Families account for a sizeable share of Room’s business, and the outlet has three separate kids menus: a ‘cheeky monkey’ lunch box, which includes a sandwich, juice and a Milky Way; a build your own pizza menu, where children can pick their own toppings; and an a la carte kids menu.
However, McDonald said it’s important to remember to appeal to more than a family’s youngest members – to provide the best experience for the family as a whole, a menu should have something for all generations.
Ensuring that kid’s meals are healthy and nutritious has also become a greater concern in recent years, as well as a major focus for the Scottish Government-funded Healthy Living Award.
Barbara McDougall, development officer for Consumer Focus Scotland, the organisation responsible for administering the Healthy Living Award, said that all too often kids menus cover the usual suspects without offering anything different.
“It doesn’t need to be that way, and a growing number of family eateries are finding that putting healthier options on the childrens menu is going down very well with their young customers, and is popular with parents too,” said McDougall.
The importance of healthy dishes doesn’t seem to be lost on the trade.
Matt Johansson, food and beverage manager at Glasgow’s Mussel Inn, told SLTN the restaurant’s signature seafood dishes are ideal for families looking for healthy options. Rather than publishing a set children’s menu, half portions of items on the a la carte menu are offered.

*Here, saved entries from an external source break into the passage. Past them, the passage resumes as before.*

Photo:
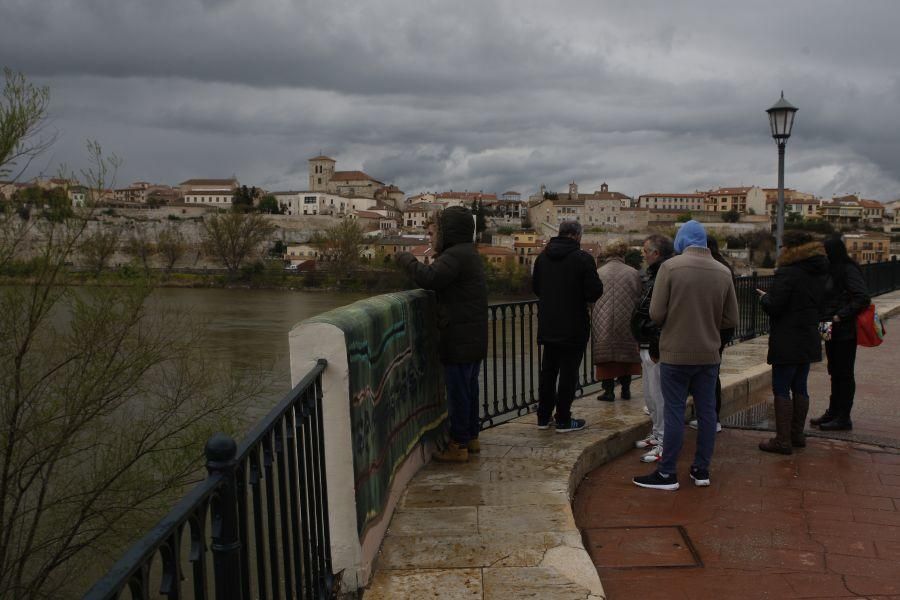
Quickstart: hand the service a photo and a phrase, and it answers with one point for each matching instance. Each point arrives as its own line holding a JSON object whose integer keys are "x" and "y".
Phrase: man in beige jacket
{"x": 693, "y": 300}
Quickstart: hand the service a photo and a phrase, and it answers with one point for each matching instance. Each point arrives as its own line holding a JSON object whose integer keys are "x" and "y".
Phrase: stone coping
{"x": 502, "y": 526}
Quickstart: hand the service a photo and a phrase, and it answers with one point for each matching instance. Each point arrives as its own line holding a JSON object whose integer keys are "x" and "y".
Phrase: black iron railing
{"x": 256, "y": 527}
{"x": 509, "y": 381}
{"x": 882, "y": 278}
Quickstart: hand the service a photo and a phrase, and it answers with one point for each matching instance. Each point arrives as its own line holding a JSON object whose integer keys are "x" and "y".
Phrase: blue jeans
{"x": 462, "y": 401}
{"x": 791, "y": 378}
{"x": 677, "y": 381}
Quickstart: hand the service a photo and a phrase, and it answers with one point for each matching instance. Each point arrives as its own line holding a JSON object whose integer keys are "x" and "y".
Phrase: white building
{"x": 209, "y": 192}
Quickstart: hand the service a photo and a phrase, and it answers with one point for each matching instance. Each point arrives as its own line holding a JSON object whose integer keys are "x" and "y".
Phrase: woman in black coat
{"x": 845, "y": 297}
{"x": 794, "y": 305}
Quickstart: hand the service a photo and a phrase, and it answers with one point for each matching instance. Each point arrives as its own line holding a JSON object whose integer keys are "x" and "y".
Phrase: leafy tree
{"x": 269, "y": 204}
{"x": 23, "y": 109}
{"x": 171, "y": 245}
{"x": 242, "y": 200}
{"x": 341, "y": 247}
{"x": 233, "y": 237}
{"x": 99, "y": 246}
{"x": 104, "y": 407}
{"x": 732, "y": 216}
{"x": 140, "y": 247}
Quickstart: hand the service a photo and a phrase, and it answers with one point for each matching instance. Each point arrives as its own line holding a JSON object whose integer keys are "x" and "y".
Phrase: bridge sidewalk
{"x": 502, "y": 525}
{"x": 821, "y": 523}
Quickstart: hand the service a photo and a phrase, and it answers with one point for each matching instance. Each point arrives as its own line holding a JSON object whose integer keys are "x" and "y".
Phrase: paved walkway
{"x": 822, "y": 523}
{"x": 502, "y": 525}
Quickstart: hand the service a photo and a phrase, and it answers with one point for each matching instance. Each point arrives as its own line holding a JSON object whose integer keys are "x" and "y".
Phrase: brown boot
{"x": 453, "y": 453}
{"x": 798, "y": 421}
{"x": 781, "y": 443}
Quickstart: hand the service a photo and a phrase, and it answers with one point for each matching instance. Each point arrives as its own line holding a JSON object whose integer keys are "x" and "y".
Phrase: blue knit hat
{"x": 690, "y": 234}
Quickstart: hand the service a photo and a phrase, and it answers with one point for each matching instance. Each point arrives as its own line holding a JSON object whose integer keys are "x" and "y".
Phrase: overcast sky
{"x": 647, "y": 96}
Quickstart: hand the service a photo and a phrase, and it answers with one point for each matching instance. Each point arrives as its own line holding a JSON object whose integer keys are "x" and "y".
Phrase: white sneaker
{"x": 655, "y": 454}
{"x": 647, "y": 442}
{"x": 693, "y": 425}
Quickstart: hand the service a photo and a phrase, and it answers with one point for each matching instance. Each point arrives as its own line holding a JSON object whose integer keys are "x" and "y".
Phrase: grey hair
{"x": 661, "y": 244}
{"x": 570, "y": 229}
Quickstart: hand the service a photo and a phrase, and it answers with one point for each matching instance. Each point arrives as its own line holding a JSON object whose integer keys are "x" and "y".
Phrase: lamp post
{"x": 781, "y": 120}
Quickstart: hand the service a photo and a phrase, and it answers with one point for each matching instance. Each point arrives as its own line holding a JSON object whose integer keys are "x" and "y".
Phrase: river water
{"x": 248, "y": 329}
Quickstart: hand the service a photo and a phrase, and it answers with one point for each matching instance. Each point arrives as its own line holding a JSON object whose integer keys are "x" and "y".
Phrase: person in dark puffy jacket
{"x": 457, "y": 277}
{"x": 565, "y": 281}
{"x": 845, "y": 297}
{"x": 794, "y": 305}
{"x": 656, "y": 250}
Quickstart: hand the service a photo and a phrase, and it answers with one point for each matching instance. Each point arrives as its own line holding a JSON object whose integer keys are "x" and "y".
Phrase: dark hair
{"x": 570, "y": 229}
{"x": 795, "y": 237}
{"x": 661, "y": 244}
{"x": 713, "y": 245}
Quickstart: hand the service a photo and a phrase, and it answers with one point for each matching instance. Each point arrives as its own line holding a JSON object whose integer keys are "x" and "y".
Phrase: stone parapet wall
{"x": 384, "y": 411}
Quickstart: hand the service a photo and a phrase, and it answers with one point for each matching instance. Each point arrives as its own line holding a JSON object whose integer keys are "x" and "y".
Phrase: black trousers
{"x": 841, "y": 356}
{"x": 559, "y": 379}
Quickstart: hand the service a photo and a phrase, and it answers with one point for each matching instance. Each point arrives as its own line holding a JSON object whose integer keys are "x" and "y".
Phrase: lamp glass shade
{"x": 781, "y": 118}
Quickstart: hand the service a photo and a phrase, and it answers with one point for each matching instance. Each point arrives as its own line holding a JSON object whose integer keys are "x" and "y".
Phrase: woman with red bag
{"x": 845, "y": 297}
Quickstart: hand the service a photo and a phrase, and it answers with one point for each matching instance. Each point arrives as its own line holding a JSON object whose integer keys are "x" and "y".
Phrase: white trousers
{"x": 653, "y": 392}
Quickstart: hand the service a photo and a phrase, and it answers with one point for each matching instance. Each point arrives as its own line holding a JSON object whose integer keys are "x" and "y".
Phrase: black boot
{"x": 798, "y": 420}
{"x": 838, "y": 423}
{"x": 781, "y": 443}
{"x": 608, "y": 395}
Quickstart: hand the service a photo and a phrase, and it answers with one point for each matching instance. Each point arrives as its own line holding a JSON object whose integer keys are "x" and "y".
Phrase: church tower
{"x": 321, "y": 169}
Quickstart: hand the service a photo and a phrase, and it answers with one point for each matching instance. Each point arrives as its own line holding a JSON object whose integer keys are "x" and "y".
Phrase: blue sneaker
{"x": 570, "y": 425}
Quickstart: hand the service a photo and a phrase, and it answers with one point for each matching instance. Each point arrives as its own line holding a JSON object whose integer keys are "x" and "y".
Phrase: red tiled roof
{"x": 467, "y": 195}
{"x": 352, "y": 176}
{"x": 669, "y": 195}
{"x": 871, "y": 204}
{"x": 496, "y": 251}
{"x": 223, "y": 182}
{"x": 739, "y": 190}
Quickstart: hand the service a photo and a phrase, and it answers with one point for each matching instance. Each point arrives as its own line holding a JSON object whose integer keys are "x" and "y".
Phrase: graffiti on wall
{"x": 396, "y": 388}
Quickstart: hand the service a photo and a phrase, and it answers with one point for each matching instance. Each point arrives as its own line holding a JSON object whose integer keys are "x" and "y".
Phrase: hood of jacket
{"x": 455, "y": 225}
{"x": 690, "y": 234}
{"x": 560, "y": 247}
{"x": 810, "y": 257}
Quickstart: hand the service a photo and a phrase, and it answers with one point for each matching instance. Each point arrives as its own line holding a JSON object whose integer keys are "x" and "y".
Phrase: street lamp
{"x": 781, "y": 120}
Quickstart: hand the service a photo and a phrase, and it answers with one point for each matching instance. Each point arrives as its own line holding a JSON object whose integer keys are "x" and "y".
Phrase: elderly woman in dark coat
{"x": 794, "y": 305}
{"x": 615, "y": 352}
{"x": 845, "y": 297}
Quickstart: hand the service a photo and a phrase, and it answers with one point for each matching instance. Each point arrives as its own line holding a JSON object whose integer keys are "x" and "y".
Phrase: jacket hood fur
{"x": 793, "y": 255}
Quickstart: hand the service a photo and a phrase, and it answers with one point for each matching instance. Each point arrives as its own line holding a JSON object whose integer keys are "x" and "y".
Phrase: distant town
{"x": 513, "y": 227}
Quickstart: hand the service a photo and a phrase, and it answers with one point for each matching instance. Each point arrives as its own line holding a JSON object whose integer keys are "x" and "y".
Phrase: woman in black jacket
{"x": 794, "y": 305}
{"x": 845, "y": 297}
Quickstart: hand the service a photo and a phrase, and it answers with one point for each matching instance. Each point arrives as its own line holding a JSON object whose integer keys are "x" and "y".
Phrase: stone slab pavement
{"x": 822, "y": 523}
{"x": 502, "y": 525}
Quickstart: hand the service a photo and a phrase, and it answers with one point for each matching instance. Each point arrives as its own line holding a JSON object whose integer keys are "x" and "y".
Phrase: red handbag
{"x": 869, "y": 328}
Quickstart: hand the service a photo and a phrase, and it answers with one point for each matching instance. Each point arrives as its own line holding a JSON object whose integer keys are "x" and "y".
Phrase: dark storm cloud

“Catering for families comes easy to us because not only is seafood so reasonably priced, it’s one of the healthiest foods available,” he said.
Seafood has also proved to be a surprise hit with younger customers at the Waterside Bistro in Haddington.

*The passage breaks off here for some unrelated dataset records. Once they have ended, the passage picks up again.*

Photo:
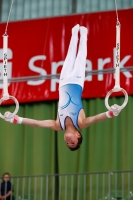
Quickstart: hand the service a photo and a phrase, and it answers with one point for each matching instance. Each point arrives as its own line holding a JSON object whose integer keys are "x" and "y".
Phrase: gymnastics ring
{"x": 116, "y": 90}
{"x": 17, "y": 106}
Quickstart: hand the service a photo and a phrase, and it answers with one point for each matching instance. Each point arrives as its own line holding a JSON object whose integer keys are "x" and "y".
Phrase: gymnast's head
{"x": 73, "y": 140}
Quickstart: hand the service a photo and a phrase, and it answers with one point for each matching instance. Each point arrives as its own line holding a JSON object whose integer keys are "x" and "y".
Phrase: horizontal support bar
{"x": 53, "y": 76}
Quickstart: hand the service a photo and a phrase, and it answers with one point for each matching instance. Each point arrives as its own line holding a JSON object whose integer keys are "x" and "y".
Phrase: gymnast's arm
{"x": 94, "y": 119}
{"x": 52, "y": 124}
{"x": 87, "y": 121}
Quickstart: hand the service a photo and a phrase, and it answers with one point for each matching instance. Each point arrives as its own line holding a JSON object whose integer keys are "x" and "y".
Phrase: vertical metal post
{"x": 23, "y": 185}
{"x": 122, "y": 185}
{"x": 47, "y": 182}
{"x": 59, "y": 187}
{"x": 116, "y": 182}
{"x": 74, "y": 6}
{"x": 41, "y": 188}
{"x": 97, "y": 186}
{"x": 103, "y": 184}
{"x": 72, "y": 187}
{"x": 109, "y": 184}
{"x": 1, "y": 9}
{"x": 128, "y": 185}
{"x": 34, "y": 188}
{"x": 91, "y": 186}
{"x": 65, "y": 187}
{"x": 78, "y": 187}
{"x": 84, "y": 186}
{"x": 53, "y": 188}
{"x": 29, "y": 183}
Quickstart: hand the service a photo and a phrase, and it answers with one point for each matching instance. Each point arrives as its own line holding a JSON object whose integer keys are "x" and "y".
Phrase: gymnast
{"x": 71, "y": 116}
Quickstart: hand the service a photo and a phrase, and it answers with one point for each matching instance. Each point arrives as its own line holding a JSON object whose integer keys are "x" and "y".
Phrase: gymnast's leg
{"x": 78, "y": 73}
{"x": 71, "y": 56}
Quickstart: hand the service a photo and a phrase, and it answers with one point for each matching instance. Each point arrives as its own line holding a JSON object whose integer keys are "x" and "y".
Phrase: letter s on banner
{"x": 39, "y": 70}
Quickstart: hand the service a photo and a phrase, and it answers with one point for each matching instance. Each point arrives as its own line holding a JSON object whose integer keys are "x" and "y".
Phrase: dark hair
{"x": 78, "y": 144}
{"x": 5, "y": 174}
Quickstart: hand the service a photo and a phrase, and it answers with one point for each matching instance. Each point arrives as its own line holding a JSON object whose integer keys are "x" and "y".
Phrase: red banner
{"x": 38, "y": 47}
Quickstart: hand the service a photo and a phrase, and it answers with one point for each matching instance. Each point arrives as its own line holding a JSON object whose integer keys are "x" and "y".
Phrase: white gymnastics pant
{"x": 73, "y": 70}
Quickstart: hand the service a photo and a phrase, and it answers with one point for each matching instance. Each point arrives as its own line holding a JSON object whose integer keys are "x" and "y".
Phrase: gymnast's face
{"x": 71, "y": 139}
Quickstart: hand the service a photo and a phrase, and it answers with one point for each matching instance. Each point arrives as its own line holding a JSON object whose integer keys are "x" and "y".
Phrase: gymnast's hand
{"x": 6, "y": 116}
{"x": 15, "y": 120}
{"x": 115, "y": 109}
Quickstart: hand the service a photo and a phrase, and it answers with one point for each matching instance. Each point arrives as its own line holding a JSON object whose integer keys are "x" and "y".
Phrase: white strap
{"x": 5, "y": 80}
{"x": 117, "y": 64}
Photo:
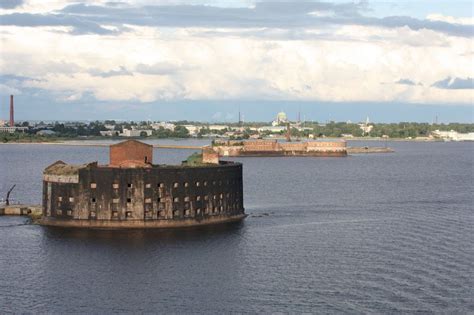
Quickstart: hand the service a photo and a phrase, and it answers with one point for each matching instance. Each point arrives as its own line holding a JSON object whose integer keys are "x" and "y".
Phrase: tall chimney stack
{"x": 12, "y": 119}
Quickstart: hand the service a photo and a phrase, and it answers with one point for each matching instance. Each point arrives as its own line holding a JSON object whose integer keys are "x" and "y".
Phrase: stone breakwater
{"x": 357, "y": 150}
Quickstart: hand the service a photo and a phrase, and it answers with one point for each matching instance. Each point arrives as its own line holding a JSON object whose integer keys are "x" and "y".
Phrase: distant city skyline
{"x": 228, "y": 111}
{"x": 199, "y": 60}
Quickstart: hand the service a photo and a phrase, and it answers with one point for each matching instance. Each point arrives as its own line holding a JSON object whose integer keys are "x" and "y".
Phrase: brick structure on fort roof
{"x": 131, "y": 153}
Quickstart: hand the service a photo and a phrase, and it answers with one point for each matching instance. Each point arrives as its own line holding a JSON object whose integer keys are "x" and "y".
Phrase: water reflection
{"x": 138, "y": 237}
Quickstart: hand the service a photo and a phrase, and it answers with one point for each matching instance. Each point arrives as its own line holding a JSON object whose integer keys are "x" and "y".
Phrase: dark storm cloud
{"x": 455, "y": 84}
{"x": 10, "y": 4}
{"x": 284, "y": 15}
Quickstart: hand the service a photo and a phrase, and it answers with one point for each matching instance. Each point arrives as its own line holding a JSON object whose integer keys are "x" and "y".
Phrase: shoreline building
{"x": 132, "y": 192}
{"x": 11, "y": 124}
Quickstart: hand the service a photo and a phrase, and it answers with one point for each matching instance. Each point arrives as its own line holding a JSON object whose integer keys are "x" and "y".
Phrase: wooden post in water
{"x": 7, "y": 201}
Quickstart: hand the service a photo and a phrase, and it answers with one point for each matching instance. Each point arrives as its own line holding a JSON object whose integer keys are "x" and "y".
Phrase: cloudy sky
{"x": 202, "y": 60}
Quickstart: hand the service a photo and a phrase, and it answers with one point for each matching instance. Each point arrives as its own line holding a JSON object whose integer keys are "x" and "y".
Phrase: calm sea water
{"x": 381, "y": 233}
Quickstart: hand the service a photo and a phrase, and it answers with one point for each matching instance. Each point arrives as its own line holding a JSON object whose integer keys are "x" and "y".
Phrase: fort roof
{"x": 131, "y": 153}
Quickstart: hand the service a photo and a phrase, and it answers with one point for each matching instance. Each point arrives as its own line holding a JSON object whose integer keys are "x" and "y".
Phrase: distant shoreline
{"x": 101, "y": 143}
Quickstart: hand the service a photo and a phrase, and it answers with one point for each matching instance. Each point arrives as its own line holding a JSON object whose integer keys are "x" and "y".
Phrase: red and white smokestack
{"x": 12, "y": 119}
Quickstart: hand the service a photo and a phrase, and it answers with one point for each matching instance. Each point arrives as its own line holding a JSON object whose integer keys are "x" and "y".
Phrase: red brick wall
{"x": 131, "y": 150}
{"x": 210, "y": 156}
{"x": 261, "y": 145}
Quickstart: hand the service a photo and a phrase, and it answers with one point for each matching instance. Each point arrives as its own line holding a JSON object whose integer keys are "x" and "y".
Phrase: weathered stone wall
{"x": 261, "y": 145}
{"x": 157, "y": 193}
{"x": 293, "y": 146}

Like the Mussel Inn, the Waterside offers kids smaller portions of dishes on the main menu, and co-owner Vikki Cope said younger diners are more open-minded than you might expect.
The Waterside Bistro also provides kids with colouring books and arts and crafts materials, as well as access to a dedicated toy cupboard, to keep them amused while their parents eat.

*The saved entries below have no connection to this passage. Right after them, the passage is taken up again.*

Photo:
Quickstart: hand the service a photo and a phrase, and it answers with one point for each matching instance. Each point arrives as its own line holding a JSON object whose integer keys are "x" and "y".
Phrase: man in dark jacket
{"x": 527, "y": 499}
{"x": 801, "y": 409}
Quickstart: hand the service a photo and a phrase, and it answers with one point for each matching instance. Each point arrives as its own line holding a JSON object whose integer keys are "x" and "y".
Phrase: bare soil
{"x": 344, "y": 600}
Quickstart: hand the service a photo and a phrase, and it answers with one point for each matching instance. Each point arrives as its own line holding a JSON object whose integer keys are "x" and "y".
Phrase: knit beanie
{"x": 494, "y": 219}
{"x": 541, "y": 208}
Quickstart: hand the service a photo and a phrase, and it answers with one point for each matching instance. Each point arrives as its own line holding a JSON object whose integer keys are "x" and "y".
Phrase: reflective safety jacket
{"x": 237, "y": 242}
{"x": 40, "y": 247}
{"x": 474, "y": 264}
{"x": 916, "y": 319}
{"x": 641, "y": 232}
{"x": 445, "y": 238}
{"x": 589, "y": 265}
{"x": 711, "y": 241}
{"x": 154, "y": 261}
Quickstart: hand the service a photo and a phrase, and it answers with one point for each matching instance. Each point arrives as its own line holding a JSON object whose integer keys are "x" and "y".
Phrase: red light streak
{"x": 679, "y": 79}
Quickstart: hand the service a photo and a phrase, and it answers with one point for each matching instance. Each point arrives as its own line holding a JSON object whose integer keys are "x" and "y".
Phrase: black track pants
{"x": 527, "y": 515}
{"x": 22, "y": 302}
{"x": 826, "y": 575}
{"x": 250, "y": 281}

“It’s nice because if the kids are busy parents can relax and enjoy their meal, which is important,” Cope said.
Involvement with the local community is also crucial for outlets appealing to families, Cope added, a sentiment echoed by McDonald in Largs.
“I’m involved in a lot of community stuff,” he said.
“I run all the school football competitions at primary level, I run various football teams.
“You’ve got to put yourself out there and do a wee bit as well.”